Disastro del Golfo del Messico: erano esatte le (peggiori) stime iniziali sulle quantità di idrocarburi sversati

Mentre la British petroleum, il colosso petrolifero britannico a cui sono state addossate le maggiori responsabilità del disastro nel Golfo del Messico avvenuto nell'aprile 2010, cerca di far pagare i danni ad altre multinazionali  coinvolte in qualche misura nell'incidente  alla piattaforma  Deepwater Horizon,  una ricerca condotta dall'Agenzia americana per lo studio dell'atmosfera e gli oceani (Noaa), pubblicata dalla rivista Pnas, conferma i dati forniti all'epoca, sui volumi di greggio fuoriusciti. Dalla falla creata in seguito all'esplosione della piattaforma si sono sprigionate più di 11 mila tonnellate di idrocarburi al giorno (59 mila barili) per tutti i tre mesi di durata dell'incidente.

I dati del Noaa si basano sulle analisi chimiche di acqua e aria fatte nei giorni dell'incidente. «Con questo studio abbiamo usato i dati disponibili per capire meglio cosa è andato dove e perché - ha dichiarato Thomas Ryerson - un approccio mai usato prima e che potrà essere molto utile in futuro».

Dai dati elaborati nella ricerca, spiegano i ricercatori, è emerso che gas e petrolio si sono separati subito in tre frazioni: un pennacchio sottomarino fatto di minuscole gocce soprattutto di metano e benzene, una macchia visibile in superficie con le sostanze più pesanti e appiccicose e un pennacchio aereo generato dall' evaporazione delle sostanze chimiche, contenente un mix di diversi idrocarburi.

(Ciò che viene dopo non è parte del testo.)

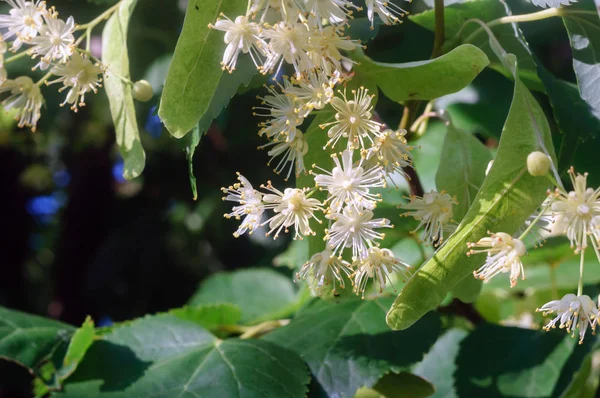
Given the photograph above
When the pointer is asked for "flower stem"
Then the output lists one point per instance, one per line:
(580, 284)
(439, 38)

Per la precisione secondo la ricerca sono fuoriuscite 11.130 tonnellate di petrolio e gas al giorno, mentre in tutti e tre i mesi la perdita totale è stata vicina ai 5 milioni di barili. Per quanto riguarda la frazione di metano rimasta sott'acqua, un altro studio condotto dall'Università californiana di Santa Barbara afferma che questa sostanza ormai non crea più problemi. Infatti è stata quasi totalmente "mangiata" dai batteri, grazie soprattutto alle correnti circolari dominanti nel Golfo che hanno fatto sì che le colonie di questi microrganismi tornassero più volte nei pressi della falla. 

Intanto si continua a lottare per limitare l'impatto sull'ambiente dovuto all'incidente alla nave portacontainer Rena avvenuto nell'ottobre 2011 a largo delle coste della Nuova Zelanda, vicino alla barriera corallina Astrolabe Reef. Il cargo dopo l'incidente,  in seguito al quale sono state riversate in mare oltre un migliaio di tonnellate di carburante che hanno causato un enorme danno ambientale alla fauna e  flora locali, pochi giorni fa si è diviso in due lasciando scivolare nelle acque i 300 container che erano ancora a bordo. Questo nuovo movimento della nave sta facendo riversare in mare altro carburante, anche se le autorità neozelandesi stimano che le quantità siano molto più modeste (nell'ordine delle decine di tonnellate) rispetto a quelle già  riversate nel recente passato.